Il est dès lors urgent d’agir pour éviter de basculer dans «l’état de nature» et le déclin de l’État, seul détenteur de la violence légitime. Pour Claude Abé, «seule une police plus professionnelle permettrait de restaurer l’autorité de l’État dont elle est le symbole».
«Cela va restaurer la confiance, le respect, et la légitimité de leur travail auprès des populations. Les citoyens ont également besoin d'un réarmement moral en matière de civisme et de respect de l'autorité et des symboles de l’État, car ces faits de violences trahissent bien la mise à mort symbolique de l'État. Si on le tue symboliquement, on rentre dans l’État de nature où personne n'est protégé», conclut-il.
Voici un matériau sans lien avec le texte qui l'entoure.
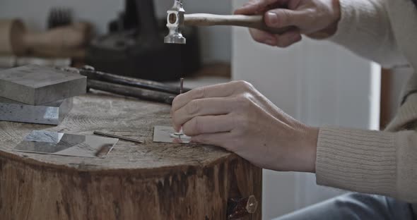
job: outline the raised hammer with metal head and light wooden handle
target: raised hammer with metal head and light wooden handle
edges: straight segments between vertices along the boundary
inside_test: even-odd
[[[164,42],[167,44],[185,44],[186,39],[182,36],[182,27],[190,26],[214,26],[214,25],[232,25],[240,27],[251,27],[264,30],[272,34],[282,34],[293,27],[273,28],[266,26],[264,16],[221,16],[207,13],[185,14],[182,6],[182,0],[174,0],[174,6],[167,11],[167,27],[170,33],[165,37]]]

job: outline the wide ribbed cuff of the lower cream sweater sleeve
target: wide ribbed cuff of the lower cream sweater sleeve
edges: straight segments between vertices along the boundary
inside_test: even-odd
[[[396,183],[394,133],[324,127],[317,142],[317,184],[392,195]]]

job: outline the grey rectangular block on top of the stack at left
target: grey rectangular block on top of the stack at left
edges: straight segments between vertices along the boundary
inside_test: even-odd
[[[56,68],[28,65],[0,71],[0,97],[39,105],[86,93],[87,78]]]

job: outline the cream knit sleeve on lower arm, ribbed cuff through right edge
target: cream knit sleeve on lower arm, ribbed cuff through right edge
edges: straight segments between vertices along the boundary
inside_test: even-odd
[[[417,133],[321,128],[317,184],[417,202]]]

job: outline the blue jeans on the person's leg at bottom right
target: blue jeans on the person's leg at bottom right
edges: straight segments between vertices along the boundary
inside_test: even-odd
[[[382,195],[348,193],[275,220],[413,219],[411,204]]]

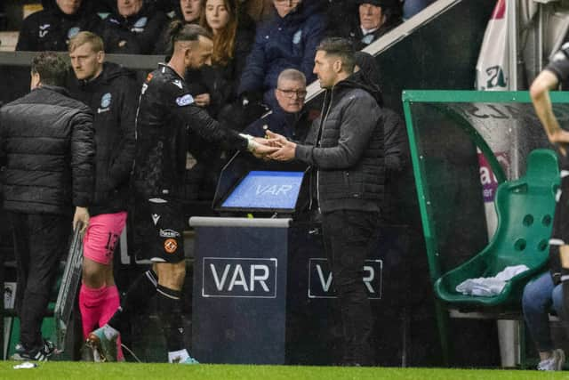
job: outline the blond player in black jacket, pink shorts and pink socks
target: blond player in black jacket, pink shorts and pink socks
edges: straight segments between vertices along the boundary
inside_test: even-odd
[[[77,83],[72,95],[91,107],[95,127],[95,189],[84,236],[79,310],[84,339],[103,326],[120,304],[112,258],[126,222],[129,179],[134,158],[134,116],[139,85],[134,73],[105,62],[99,36],[81,32],[69,44]],[[122,357],[120,343],[117,342]]]

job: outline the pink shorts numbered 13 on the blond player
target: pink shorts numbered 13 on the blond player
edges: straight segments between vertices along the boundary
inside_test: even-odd
[[[125,223],[126,211],[92,216],[83,238],[83,255],[93,262],[108,265]]]

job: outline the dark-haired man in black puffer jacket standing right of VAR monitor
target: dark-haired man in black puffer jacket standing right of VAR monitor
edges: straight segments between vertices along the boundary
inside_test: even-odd
[[[322,114],[305,145],[268,133],[282,145],[270,157],[298,159],[317,170],[325,252],[340,299],[344,365],[372,364],[373,319],[363,278],[379,232],[385,176],[379,87],[356,77],[349,40],[327,38],[317,47],[314,72],[326,89]]]

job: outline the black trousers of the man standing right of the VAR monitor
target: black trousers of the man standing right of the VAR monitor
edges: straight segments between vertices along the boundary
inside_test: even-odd
[[[343,364],[372,365],[372,311],[365,291],[364,263],[379,234],[379,214],[339,210],[322,214],[325,252],[340,301]]]

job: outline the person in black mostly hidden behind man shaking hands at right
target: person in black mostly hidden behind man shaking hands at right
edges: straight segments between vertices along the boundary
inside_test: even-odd
[[[365,85],[377,87],[381,93],[380,67],[373,55],[357,52],[356,77]],[[378,103],[383,106],[383,101],[378,98]],[[384,151],[385,151],[385,192],[381,206],[381,219],[383,222],[398,224],[400,217],[402,191],[399,189],[401,174],[409,163],[409,142],[405,131],[405,122],[392,109],[382,109]]]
Des policiers français, image d'illustration  - Sputnik Afrique, 1920, 06.09.2021
Les policiers de nouveau menacés de mort par des tags, cette fois-ci dans les Yvelines
Dans une déclaration à la presse ce 10 septembre, Paul Atanga Nji, ministre de l’Administration territoriale, faisant le constant de ces nombreuses dérives contre la police camerounaise, a mis en garde leurs auteurs en appelant les gouverneurs des régions à prendre des mesures fortes face à «ces comportements irresponsables et désobligeants».
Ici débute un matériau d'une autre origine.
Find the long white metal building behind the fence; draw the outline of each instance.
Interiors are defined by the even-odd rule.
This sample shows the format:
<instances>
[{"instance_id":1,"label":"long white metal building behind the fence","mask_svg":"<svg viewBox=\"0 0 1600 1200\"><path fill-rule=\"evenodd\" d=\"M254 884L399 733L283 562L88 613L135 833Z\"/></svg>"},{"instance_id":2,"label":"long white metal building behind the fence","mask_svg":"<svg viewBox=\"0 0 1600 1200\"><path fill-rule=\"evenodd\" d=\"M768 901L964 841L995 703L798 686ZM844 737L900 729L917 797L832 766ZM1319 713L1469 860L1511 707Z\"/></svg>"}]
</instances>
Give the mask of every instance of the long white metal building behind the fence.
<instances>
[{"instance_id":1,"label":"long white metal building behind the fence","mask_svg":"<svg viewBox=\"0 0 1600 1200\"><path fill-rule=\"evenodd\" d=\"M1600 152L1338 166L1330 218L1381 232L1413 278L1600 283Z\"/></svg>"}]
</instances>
«En cas de mésentente entre un usager et un fonctionnaire de police, l’usager devrait s’adresser à la hiérarchie de la Police, pour se plaindre. Et lorsque les récriminations contre un fonctionnaire de police sont avérées, seule la hiérarchie de la Police est habilitée à prendre des sanctions contre l’agent incriminé selon le statut du corps et les textes en vigueur. Il est donc clair qu’un citoyen ou un usager, quel que soit son rang social, n’a pas le droit d’exercer des violences contre un agent de police dans l’exercice de ses fonctions. La loi de la jungle n’a pas de place au Cameroun», a rappelé Paul Atanga Nji.